Manufacturing services offer revenue stream

Small and medium manufacturers that add services to their product offerings can enjoy higher profit margins and other benefits, says a Conference Board of Canada report.

March 26, 2012   by PLANT STAFF

MONTREAL: Small and medium-sized manufacturing firms that add services to their product offerings can enjoy higher profit margins, more stable revenues and greater competitive advantage, says a Conference Board of Canada and McGill University report.

“Canada’s manufacturing value-added has been declining over the past decade. Small and medium enterprises (SME), who represent half of Canada’s manufacturing employment, can improve this picture by adding new services to their product portfolios, thereby greatly increasing value added,” said Vince Thomson, Werner Graupe Professor of Manufacturing Automation at McGill University in Montreal.

The report offers the following reasons product manufacturers should integrate services into their core offerings:

• Services have higher profit margins than products.

• Services provide a more stable source of revenue, because they are more resistant to economic cycles that affect investment and equipment purchases.

• Services enable substantial revenue to be generated from an installed base of products with a long life cycle.

• Services add value and strengthen the supplier-customer relationship.

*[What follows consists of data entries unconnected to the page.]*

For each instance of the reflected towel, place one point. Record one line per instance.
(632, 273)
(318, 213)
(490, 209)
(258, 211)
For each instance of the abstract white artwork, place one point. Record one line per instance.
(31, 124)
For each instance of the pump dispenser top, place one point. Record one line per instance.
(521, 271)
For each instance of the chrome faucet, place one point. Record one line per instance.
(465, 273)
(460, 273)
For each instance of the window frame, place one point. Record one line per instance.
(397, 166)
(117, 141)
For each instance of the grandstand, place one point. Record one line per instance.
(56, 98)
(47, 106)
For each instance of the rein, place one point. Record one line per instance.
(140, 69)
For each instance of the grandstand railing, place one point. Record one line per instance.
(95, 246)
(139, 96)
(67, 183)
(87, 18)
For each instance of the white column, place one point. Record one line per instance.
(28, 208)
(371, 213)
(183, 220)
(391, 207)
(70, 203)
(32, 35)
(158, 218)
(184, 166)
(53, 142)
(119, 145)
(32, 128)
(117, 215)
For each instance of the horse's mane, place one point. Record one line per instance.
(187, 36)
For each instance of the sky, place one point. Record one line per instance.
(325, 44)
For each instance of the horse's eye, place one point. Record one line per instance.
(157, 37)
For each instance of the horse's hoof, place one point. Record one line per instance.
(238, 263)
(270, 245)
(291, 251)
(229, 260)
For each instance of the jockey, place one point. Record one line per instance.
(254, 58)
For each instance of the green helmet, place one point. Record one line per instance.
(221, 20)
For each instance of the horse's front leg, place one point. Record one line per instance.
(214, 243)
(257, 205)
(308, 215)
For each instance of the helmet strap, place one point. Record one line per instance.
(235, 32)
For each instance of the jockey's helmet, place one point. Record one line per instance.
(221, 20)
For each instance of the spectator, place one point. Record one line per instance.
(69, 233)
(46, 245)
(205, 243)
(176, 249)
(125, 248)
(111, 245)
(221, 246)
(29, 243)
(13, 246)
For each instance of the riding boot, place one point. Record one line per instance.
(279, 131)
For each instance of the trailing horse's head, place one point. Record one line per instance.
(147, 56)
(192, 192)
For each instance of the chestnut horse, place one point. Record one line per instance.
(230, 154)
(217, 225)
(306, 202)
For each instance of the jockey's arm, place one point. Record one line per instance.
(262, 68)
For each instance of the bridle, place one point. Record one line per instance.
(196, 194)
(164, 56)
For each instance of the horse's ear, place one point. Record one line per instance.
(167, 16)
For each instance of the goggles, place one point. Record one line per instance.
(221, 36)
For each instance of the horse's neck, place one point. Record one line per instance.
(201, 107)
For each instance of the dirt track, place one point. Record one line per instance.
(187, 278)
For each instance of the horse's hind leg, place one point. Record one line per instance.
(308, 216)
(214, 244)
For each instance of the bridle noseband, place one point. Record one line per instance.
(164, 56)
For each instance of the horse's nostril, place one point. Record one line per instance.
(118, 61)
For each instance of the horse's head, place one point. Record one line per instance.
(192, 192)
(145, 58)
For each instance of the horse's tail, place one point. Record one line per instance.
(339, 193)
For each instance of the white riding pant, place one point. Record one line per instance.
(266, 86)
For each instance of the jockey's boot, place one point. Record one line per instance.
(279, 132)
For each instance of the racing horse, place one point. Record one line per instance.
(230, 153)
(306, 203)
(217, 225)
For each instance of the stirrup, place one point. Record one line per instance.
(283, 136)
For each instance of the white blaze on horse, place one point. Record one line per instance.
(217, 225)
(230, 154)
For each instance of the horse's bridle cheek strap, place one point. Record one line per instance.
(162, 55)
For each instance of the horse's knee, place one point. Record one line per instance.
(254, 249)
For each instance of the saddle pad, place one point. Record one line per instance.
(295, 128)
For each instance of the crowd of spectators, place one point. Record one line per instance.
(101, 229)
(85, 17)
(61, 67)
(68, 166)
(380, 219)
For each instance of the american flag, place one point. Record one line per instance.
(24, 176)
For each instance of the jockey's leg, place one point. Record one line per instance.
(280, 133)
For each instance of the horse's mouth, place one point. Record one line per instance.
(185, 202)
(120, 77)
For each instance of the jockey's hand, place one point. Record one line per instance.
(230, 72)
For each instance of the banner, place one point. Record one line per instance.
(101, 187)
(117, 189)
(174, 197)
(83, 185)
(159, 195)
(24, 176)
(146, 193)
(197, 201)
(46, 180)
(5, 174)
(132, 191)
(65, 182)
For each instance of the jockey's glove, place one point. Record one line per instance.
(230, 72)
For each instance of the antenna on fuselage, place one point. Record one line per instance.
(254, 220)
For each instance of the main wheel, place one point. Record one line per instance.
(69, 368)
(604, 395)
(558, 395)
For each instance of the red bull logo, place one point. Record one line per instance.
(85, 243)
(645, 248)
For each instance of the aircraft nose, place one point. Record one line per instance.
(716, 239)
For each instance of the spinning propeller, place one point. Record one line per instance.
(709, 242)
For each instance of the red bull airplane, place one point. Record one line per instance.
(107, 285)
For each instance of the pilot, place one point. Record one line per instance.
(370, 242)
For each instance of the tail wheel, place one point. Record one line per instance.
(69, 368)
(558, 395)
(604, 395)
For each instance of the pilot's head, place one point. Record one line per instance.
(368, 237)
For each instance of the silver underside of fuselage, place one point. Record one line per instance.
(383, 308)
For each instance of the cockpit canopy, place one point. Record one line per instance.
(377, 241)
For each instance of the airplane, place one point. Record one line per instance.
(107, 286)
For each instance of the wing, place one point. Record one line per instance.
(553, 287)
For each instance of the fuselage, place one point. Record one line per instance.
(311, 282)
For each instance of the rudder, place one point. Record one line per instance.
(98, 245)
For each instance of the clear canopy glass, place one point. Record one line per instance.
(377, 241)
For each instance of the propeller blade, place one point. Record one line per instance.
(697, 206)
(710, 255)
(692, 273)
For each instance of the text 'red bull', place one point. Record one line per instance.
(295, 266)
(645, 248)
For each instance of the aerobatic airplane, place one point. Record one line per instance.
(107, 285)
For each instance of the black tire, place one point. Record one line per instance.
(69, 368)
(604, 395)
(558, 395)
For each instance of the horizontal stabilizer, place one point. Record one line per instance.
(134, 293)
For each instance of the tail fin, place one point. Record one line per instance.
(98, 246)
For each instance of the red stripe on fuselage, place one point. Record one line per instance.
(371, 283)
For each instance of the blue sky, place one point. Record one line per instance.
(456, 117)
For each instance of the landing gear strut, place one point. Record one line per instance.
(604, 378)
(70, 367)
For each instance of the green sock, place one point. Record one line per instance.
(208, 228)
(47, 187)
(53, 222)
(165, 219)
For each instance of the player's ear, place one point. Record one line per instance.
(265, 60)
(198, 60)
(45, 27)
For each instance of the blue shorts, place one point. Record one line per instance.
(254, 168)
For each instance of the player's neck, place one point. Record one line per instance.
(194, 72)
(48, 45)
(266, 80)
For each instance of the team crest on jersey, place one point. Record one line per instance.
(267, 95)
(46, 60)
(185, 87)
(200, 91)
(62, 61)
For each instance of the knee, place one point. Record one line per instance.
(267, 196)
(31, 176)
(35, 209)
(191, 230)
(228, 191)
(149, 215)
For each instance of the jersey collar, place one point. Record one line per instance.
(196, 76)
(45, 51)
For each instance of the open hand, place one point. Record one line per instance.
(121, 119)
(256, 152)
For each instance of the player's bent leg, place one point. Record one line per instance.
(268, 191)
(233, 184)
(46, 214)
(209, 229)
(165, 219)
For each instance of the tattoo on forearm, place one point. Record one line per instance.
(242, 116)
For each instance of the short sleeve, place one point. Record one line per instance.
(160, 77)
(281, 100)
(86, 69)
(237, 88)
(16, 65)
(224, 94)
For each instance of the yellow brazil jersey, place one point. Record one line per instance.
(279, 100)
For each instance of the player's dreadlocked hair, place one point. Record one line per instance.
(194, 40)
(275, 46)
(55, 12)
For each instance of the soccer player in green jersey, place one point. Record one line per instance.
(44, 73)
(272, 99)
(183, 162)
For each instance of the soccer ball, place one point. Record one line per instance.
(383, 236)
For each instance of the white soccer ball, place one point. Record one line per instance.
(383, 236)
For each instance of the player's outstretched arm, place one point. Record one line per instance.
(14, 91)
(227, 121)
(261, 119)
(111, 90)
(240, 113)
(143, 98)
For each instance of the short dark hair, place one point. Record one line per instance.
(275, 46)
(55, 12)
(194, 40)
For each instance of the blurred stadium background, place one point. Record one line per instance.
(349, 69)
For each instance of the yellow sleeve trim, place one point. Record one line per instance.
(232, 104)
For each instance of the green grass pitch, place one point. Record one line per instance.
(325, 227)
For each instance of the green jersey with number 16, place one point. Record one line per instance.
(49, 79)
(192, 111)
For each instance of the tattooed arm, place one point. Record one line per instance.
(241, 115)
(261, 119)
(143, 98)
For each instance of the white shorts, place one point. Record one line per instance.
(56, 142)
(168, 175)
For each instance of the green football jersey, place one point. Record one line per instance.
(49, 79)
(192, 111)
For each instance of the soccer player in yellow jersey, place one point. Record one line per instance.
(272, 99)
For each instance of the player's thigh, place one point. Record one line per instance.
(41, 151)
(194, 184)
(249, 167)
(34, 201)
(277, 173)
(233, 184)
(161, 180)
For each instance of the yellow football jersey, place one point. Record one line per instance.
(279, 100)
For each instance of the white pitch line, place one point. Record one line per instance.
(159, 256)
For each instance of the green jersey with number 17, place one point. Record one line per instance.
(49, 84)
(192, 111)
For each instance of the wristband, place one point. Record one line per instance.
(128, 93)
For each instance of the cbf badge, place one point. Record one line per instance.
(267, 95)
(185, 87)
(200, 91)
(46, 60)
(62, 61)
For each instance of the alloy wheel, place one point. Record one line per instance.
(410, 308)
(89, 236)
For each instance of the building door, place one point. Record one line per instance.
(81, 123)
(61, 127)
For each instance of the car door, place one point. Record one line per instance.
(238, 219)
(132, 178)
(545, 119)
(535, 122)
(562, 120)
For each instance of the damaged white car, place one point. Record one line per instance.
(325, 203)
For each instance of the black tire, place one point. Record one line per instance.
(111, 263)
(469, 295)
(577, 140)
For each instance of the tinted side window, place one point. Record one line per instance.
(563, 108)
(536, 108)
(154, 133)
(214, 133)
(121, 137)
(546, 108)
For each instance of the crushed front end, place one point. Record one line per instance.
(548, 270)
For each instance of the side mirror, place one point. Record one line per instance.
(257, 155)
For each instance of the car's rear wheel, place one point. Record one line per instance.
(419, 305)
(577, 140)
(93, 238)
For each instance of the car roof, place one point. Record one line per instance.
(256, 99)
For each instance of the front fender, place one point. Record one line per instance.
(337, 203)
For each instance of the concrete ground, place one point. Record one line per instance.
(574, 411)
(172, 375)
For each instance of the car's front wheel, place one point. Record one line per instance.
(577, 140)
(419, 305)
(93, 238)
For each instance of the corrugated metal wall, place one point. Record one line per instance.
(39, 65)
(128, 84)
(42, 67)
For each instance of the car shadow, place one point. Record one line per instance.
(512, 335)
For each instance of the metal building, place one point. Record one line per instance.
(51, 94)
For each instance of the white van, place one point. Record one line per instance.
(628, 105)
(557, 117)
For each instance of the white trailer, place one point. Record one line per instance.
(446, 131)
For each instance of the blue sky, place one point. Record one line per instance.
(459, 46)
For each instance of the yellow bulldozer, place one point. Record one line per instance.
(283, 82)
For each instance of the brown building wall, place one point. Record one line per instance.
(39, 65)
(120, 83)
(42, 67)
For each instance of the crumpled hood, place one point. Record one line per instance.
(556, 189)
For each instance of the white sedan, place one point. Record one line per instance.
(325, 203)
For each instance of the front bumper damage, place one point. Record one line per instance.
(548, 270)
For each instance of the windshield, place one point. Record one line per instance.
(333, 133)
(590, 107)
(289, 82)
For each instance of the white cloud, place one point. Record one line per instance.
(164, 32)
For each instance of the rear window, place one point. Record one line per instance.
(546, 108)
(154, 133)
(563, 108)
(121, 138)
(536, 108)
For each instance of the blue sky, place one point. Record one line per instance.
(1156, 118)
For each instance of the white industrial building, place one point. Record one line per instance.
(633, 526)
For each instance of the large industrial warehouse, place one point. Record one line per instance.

SME Manufacturers in Quebec: Adding Services to Boost Competitiveness and the Bottom Line, is based on case studies, literature review and an online survey of 113 Quebec. It shows 95% of SMEs who offer services gain revenue. Of these, about one-quarter of obtain between 21% and 60% of their revenue from service offering. A further 67% get between 1% and 20% of their revenue from selling services.

But there’s an added bonus: services help SMEs sell more manufactured products, and yields customer feedback that improves product offerings.

There are challenges, though. The chief one identified by 45% of respondents is the need to employ highly skilled personnel. Other challenges were accessing client needs (12%) and identifying what specific services to provide (12%). In-house expertise and knowledge of their products, knowledge of foreign languages and regulations, knowledge of clients’ needs and providing timely solutions were key to successfully delivering services.

Another approach that Quebec SMEs can adopt to compete globally is to integrate with the production networks of multinational corporations (MNCs). Another report, Integrating Quebec SMEs Into Production Networks: A Spur to Competitiveness, identifies several factors behind successful networks:

• The presence of world-class MNCs to provide access to large markets and knowledge.

• Close lateral relations among SMEs to share information about markets and technology.

• Forums for communication between and among MNCs and SMEs.

• Forums for collaboration between and among industry and academic institutions.

• SMEs willing to foster innovation by hiring highly trained people.

• Government cooperation to ensure, for example, appropriate transportation, communications and financial infrastructure.